None of this matters to Kavanaugh, because he’s not really trying to persuade women to give up their birth control because of their objections to abortion. Instead, he’s giving voice to a broader claim: people who have sex must face at least the risk of having children.
This thinking is expressed in two arguments:
First, that as people gain access to birth control, they are more likely to have sex. Birth control gives them a false sense of security. And it’s true–birth control fails sometimes. In this view, Kavanaugh doesn’t have to mean that your personal use of birth control makes abortions happen. Instead, listeners could hear his words to mean that use of birth control in a society increases the risk of unplanned pregnancy and thus abortion because women rely on birth control, which will always let some of them down.
(Is this true? Do places with higher rates of contraceptive use also have higher rates of abortion? In some cases yes, and in some cases no, but even in nations where contraception use and abortion rates rise together, the general trend is that once birth control is widely available and the fertility rate is stable, abortions drop off.)
Second, a culture that disconnects sex from pregnancy, via contraception, will also disconnect pregnancy from having babies. Abby Johnson, a former Planned Parenthood nurse who started a nonprofit to guide clinic workers into other jobs, argues:
How is it that abortion supporters understand that birth control does not reduce abortion, yet pro-lifers don’t? Birth control was created so that we could separate sex from procreation. How do we not get that, pro-lifers? When you separate the act of sex from babies, of course abortions occur.
Johnson says “of course,” but it’s the data doesn’t support her claim. Lots of us use birth control but wouldn’t get an abortion ourselves. If birth control failures contribute to abortions and Christian women use birth control at about the same rate as non-Christian ones, we’d expect to see Christian women getting abortions at about the same rate as non-Christian ones, which isn’t happening (at least among evangelicals, who comprise about 13% of the population getting an abortion).

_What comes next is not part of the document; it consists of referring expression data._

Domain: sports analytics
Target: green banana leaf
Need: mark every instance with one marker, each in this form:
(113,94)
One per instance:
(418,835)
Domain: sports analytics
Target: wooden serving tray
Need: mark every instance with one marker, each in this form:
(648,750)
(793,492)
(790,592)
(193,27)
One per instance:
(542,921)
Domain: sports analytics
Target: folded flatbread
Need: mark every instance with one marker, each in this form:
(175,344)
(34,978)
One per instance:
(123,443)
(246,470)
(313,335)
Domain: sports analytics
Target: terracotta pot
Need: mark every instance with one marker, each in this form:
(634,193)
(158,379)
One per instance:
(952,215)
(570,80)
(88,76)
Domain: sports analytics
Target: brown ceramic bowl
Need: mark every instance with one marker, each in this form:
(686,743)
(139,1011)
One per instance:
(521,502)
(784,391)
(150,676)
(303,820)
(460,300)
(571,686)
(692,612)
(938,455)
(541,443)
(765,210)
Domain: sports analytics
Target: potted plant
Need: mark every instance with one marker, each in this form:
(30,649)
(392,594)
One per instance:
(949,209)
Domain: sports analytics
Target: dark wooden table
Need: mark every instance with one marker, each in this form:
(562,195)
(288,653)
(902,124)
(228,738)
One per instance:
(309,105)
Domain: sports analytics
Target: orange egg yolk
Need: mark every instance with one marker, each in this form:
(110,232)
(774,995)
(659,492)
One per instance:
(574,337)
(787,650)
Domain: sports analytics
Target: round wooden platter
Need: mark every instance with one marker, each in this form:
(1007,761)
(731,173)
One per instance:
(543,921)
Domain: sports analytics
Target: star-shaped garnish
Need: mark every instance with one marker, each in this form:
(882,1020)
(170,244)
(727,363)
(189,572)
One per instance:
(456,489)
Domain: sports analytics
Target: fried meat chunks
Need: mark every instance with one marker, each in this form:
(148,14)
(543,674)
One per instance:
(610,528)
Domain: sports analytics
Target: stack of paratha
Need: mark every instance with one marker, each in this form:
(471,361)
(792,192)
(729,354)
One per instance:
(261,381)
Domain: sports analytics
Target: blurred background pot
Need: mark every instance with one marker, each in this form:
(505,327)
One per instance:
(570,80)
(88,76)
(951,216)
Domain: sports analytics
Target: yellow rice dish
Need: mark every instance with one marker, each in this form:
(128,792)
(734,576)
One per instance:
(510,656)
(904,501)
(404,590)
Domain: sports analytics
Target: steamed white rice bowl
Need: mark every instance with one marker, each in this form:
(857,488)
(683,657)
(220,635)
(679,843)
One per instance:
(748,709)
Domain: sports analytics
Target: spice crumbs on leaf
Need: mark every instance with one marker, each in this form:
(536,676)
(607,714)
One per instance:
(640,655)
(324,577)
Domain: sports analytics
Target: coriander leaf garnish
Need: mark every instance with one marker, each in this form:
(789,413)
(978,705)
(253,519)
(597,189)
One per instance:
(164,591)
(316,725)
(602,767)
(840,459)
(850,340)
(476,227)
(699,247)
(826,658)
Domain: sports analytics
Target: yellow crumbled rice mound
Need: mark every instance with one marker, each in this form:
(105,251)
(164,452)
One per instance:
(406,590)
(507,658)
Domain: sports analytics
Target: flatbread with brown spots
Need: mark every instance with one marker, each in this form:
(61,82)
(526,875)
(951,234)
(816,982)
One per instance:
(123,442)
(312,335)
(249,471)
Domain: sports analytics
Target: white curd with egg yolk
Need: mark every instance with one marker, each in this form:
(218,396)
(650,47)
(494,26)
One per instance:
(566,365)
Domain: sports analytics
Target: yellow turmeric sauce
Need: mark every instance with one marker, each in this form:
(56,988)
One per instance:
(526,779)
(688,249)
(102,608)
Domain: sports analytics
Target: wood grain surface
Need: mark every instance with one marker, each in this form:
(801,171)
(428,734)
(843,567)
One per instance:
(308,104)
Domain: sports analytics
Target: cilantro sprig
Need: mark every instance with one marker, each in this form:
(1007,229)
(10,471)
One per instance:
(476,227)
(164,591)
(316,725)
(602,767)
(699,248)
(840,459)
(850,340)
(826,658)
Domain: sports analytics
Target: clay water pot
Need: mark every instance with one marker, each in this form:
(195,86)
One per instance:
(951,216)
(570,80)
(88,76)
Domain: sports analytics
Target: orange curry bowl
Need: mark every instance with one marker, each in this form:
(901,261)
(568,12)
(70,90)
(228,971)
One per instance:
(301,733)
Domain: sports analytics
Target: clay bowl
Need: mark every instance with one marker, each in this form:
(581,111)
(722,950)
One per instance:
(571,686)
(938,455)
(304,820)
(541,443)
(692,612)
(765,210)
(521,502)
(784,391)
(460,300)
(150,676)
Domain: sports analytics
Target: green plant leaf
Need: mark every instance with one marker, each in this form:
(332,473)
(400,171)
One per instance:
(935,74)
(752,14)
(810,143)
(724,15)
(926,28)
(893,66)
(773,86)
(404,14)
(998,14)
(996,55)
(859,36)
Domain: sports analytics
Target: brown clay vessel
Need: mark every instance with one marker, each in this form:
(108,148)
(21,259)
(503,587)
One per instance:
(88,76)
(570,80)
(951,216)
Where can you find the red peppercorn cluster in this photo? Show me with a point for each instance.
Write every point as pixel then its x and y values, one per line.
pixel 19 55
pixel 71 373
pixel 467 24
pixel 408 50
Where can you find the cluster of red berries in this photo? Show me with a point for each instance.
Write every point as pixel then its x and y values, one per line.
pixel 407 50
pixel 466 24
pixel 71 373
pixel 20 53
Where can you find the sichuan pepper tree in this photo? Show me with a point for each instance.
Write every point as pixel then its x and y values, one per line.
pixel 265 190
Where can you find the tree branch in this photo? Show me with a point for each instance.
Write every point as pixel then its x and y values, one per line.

In hemming and hawing his way through Sen. Dianne Feinstein’s questions about an email in which he indicated that maybe Roe v. Wade could be undermined because unidentified “legal scholars” thought maybe it wasn’t precedent, Kavanaugh told a real whopper: “I’m always concerned with accuracy,” he told her, which is why he objected to the idea that there was consensus about Roe as “settled law.” After all, you can always rustle up someone (Jay Sekulow, probably) who disagrees with whether Roe should stay.
Above, Brett Kavanaugh with his wife and two children.
But Kavanaugh isn’t concerned with accuracy. Not when it comes to how human bodies work. Not when it comes to the relationship between contraceptive rates and abortion rates in a nation. Not when it comes to the real choices that women, including Christian ones, make in their real lives–which is, generally, to use birth control but not get abortions.
He’s concerned with finding a way to make sure that the wrong people–people who won’t have the network or money to get contraception if it’s not guaranteed as part of our healthcare–are always weighing the pleasures of sex against the costs of increasing our family size. It’s another part of the GOP war on the poor and vulnerable. The poor don’t get the same options as the rich, because rich people deserve more opportunities and poor people deserve fewer. That is what he meant to say.